Current guidelines recommend that cost effectiveness analyses be done from the societal perspective, in which all costs and all health outcomes are taken into account. 38 We used Medicare reimbursement as a measure of costs in our analysis; the perspective is therefore that of the payer. This, as well as our use of an intermediate outcome (cases of cancer found), limits the ability to compare the cost effectiveness of these diagnostic strategies with other potential uses of health care resources. Our analysis accounts for only a portion of the cost of evaluating the patient with low back pain. Cancer is 1 of several possible causes of low back pain in primary care patients, and the search for underlying cancer is part of a larger diagnostic algorithm. Despite these limitations, the comparison of strategies in this analysis should complement the broader recommendations for the management of low back pain published in 1994 by the Agency for Health Care Policy and Research12 and provide some insight into the costs associated with the implementation of that guideline.

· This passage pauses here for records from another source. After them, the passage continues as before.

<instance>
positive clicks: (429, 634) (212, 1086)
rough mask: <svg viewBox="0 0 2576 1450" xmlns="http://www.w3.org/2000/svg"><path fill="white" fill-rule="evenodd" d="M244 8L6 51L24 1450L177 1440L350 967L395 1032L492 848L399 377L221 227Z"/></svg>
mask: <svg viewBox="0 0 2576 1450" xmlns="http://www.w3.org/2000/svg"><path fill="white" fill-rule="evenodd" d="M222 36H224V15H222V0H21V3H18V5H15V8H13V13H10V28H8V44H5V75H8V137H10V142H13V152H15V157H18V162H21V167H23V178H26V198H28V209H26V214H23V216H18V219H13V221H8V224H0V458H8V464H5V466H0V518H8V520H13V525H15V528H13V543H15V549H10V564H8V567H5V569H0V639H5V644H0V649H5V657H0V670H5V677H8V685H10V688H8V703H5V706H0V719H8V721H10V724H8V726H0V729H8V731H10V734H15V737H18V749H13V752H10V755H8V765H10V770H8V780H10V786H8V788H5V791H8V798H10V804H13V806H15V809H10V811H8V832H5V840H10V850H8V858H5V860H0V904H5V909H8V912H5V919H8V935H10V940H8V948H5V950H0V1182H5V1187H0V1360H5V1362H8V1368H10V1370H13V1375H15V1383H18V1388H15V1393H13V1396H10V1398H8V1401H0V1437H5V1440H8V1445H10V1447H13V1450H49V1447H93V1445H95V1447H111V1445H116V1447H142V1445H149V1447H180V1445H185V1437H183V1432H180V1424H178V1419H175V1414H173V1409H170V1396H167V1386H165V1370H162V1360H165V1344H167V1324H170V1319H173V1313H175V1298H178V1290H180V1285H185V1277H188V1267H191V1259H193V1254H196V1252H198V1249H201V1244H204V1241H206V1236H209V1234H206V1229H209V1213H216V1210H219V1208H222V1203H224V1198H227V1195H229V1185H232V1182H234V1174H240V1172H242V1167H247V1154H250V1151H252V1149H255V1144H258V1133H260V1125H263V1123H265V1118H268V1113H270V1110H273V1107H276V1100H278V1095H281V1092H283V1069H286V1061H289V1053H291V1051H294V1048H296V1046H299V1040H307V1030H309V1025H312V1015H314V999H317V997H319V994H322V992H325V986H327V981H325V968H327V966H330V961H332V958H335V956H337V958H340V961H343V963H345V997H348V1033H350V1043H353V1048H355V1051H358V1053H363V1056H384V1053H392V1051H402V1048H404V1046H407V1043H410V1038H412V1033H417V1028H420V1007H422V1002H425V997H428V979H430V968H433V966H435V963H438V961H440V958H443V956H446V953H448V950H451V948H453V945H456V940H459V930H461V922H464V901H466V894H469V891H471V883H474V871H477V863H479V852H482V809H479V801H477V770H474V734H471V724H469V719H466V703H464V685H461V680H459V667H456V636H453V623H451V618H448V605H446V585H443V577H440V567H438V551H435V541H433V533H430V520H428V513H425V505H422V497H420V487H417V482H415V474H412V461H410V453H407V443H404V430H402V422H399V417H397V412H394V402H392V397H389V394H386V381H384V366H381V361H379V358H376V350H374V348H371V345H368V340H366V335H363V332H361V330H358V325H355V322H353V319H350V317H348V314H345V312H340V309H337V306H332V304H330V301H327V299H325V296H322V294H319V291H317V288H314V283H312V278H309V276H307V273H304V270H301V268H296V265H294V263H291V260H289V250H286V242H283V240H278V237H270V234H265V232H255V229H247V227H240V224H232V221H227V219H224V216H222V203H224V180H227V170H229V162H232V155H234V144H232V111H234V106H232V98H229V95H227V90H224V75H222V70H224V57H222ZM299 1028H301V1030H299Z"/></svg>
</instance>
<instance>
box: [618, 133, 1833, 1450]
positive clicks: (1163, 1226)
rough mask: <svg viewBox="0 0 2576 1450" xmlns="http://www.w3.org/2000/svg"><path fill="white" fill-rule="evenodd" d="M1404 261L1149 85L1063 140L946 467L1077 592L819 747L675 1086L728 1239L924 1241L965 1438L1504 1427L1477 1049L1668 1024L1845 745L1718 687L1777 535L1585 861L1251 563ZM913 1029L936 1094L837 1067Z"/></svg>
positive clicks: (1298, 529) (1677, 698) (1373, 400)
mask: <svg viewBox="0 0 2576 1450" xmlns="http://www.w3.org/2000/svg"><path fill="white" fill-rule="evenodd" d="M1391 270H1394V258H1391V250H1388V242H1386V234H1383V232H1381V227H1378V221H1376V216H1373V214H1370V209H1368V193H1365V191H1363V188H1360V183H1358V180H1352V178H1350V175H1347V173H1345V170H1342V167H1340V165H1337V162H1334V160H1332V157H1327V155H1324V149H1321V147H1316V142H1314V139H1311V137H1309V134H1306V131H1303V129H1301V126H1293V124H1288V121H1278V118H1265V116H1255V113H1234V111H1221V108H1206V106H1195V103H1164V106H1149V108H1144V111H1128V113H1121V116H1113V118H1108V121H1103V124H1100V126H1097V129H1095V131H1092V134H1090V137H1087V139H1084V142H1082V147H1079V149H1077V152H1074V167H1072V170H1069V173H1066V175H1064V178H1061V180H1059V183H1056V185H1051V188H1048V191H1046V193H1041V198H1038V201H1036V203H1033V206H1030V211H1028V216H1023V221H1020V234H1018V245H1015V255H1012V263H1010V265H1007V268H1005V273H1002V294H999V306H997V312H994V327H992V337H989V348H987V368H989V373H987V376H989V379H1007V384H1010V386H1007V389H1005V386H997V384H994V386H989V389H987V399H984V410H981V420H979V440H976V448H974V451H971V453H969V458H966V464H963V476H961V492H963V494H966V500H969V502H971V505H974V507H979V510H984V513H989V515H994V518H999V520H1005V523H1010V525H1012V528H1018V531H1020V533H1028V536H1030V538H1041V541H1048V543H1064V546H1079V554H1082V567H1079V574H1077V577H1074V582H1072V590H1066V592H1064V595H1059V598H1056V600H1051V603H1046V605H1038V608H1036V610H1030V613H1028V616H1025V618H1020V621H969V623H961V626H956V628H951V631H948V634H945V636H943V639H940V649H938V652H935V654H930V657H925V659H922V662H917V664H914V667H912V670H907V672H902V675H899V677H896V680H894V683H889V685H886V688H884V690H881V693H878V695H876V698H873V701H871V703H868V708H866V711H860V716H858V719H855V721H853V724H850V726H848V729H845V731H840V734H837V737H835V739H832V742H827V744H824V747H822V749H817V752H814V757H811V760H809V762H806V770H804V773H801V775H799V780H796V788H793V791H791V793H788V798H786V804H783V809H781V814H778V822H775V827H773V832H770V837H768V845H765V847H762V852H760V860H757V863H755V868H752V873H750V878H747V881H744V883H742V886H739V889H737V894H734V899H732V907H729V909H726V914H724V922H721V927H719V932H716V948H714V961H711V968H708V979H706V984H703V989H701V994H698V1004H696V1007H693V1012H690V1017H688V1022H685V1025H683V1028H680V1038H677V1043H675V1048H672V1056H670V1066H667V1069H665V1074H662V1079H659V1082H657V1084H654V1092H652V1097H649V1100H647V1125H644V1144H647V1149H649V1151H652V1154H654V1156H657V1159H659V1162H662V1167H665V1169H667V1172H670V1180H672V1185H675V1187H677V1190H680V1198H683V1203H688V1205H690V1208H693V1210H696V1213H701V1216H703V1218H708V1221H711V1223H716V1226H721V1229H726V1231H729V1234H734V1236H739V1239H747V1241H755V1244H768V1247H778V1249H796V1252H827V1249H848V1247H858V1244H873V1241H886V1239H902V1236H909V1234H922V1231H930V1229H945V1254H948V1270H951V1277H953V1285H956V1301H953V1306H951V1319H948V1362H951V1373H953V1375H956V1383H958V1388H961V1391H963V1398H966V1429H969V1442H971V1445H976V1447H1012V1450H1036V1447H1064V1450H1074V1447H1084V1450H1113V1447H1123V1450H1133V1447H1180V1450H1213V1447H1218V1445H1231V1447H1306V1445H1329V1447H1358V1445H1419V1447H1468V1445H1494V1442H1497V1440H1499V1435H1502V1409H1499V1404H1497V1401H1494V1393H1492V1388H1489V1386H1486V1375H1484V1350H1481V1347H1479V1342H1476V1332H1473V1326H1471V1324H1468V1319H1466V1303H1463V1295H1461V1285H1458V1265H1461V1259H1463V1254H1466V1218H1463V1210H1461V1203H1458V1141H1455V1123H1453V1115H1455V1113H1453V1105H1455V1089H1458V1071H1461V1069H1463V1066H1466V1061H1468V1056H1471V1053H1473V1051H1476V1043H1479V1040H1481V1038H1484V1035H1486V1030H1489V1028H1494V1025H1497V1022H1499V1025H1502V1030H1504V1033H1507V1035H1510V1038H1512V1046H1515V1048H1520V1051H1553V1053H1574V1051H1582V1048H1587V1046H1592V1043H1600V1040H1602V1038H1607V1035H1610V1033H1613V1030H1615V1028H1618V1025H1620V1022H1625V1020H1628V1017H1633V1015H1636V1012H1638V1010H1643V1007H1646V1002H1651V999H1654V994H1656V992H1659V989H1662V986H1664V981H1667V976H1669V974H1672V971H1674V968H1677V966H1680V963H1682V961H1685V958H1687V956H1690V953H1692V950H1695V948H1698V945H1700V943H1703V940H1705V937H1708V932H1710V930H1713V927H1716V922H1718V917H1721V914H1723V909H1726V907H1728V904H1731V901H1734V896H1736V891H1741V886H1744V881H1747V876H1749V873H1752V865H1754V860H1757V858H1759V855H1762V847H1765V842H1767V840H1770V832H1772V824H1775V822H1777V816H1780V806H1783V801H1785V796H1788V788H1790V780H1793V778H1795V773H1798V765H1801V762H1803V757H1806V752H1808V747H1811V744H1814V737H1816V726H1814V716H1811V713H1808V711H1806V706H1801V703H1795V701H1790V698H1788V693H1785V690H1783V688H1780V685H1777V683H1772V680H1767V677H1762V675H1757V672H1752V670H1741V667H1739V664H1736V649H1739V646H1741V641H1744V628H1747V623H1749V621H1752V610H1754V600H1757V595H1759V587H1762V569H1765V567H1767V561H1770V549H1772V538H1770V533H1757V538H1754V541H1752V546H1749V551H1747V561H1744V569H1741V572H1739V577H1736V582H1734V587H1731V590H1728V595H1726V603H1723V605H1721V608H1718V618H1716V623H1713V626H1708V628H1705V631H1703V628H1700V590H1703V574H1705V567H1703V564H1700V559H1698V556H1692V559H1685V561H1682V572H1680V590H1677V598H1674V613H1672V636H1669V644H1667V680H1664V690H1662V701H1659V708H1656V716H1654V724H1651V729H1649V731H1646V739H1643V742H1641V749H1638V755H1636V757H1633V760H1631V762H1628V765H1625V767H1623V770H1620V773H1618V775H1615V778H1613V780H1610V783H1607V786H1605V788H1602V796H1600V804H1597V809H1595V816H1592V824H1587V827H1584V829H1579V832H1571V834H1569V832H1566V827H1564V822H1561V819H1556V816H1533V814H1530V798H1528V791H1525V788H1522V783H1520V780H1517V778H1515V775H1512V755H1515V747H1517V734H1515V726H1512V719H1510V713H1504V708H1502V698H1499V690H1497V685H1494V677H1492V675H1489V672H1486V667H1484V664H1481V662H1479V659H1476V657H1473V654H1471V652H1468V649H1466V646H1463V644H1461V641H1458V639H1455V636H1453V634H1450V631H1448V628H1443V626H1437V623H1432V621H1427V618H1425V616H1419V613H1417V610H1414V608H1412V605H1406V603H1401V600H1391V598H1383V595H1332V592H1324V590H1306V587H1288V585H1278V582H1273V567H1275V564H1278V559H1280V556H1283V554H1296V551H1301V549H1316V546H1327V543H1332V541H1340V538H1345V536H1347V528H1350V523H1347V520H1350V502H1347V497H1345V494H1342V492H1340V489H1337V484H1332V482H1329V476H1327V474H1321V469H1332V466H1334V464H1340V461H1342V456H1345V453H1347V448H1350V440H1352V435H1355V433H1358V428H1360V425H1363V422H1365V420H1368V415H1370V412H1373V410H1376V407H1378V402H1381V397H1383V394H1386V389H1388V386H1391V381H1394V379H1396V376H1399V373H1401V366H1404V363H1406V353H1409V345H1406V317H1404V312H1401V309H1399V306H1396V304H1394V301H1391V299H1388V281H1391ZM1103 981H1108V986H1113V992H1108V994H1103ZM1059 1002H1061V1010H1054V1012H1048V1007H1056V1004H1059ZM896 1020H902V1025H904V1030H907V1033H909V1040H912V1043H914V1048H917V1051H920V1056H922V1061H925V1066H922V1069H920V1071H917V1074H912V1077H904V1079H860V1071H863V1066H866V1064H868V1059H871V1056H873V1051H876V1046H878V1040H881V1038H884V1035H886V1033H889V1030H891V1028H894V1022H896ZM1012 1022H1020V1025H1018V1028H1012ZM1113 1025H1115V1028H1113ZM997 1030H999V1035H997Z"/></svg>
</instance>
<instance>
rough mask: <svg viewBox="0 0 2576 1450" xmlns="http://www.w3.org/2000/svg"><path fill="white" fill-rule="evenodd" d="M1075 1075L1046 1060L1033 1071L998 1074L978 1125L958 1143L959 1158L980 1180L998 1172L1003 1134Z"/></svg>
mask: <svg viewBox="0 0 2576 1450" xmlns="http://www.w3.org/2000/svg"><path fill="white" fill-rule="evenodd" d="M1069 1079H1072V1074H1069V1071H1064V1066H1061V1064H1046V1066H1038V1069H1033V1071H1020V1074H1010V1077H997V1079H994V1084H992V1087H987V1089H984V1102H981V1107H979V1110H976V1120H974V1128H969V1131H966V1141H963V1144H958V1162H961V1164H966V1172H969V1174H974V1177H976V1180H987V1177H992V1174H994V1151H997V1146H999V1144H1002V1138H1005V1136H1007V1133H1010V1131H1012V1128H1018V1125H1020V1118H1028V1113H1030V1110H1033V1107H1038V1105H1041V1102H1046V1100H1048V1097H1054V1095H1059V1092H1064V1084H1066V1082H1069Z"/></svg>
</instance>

Are these costs reasonable? This question can only be answered in the context of patient and societal preferences. Studies of mammographic screening for breast cancer have shown cost effectiveness values of $7,000 to $25,500 per case of cancer found, 44 and $3,400 to $83,830 per life-year saved.45 Direct comparison with these figures is difficult; unlike metastatic spinal malignancy, breast cancer is often cured by early therapy. Although treatment of spinal metastatic disease will primarily impact upon quality of life rather than survival, these benefits can be substantial. Three-year survival for patients with spinal metastases, measured from the time of bone scan positivity, varies with cancer type but has been shown to be as high as 48% for breast cancer and 56% for prostate cancer.46 The potential gain in quality of life from early treatment to relieve pain and prevent spinal cord compression offers a compelling argument in favor of early diagnosis of spinal malignancy before the onset of neurologic compromise. In our opinion, the associated diagnostic costs are reasonable and justified.
In summary, our baseline analysis identified 5 dominant strategies for finding cancer as a cause of low back pain in primary care patients. Sensitivity analysis identified additional strategies that are optimal in terms of cost, effectiveness, and false-positive rate. We recommend a strategy of imaging patients who have 1 or more clinical finding (history of cancer, age ≥ 50 years, weight loss, or failure to improve with conservative therapy) in combination with either an elevated ESR (>50 mm/hr) or a positive x-ray, or using the same approach but imaging directly without intervening testing those patients with history of cancer. A selective testing algorithm6 that incorporates clinical findings, ESR (>20 mm/hr), and x-ray prior to imaging is a reasonable, although less sensitive, option. Strategy sensitivity can be improved with a modest increase in cost by repeating the biopsy when initially negative. Imaging with MRI, or bone scan followed in series by MRI, leads to fewer unnecessary biopsies than imaging with bone scan alone.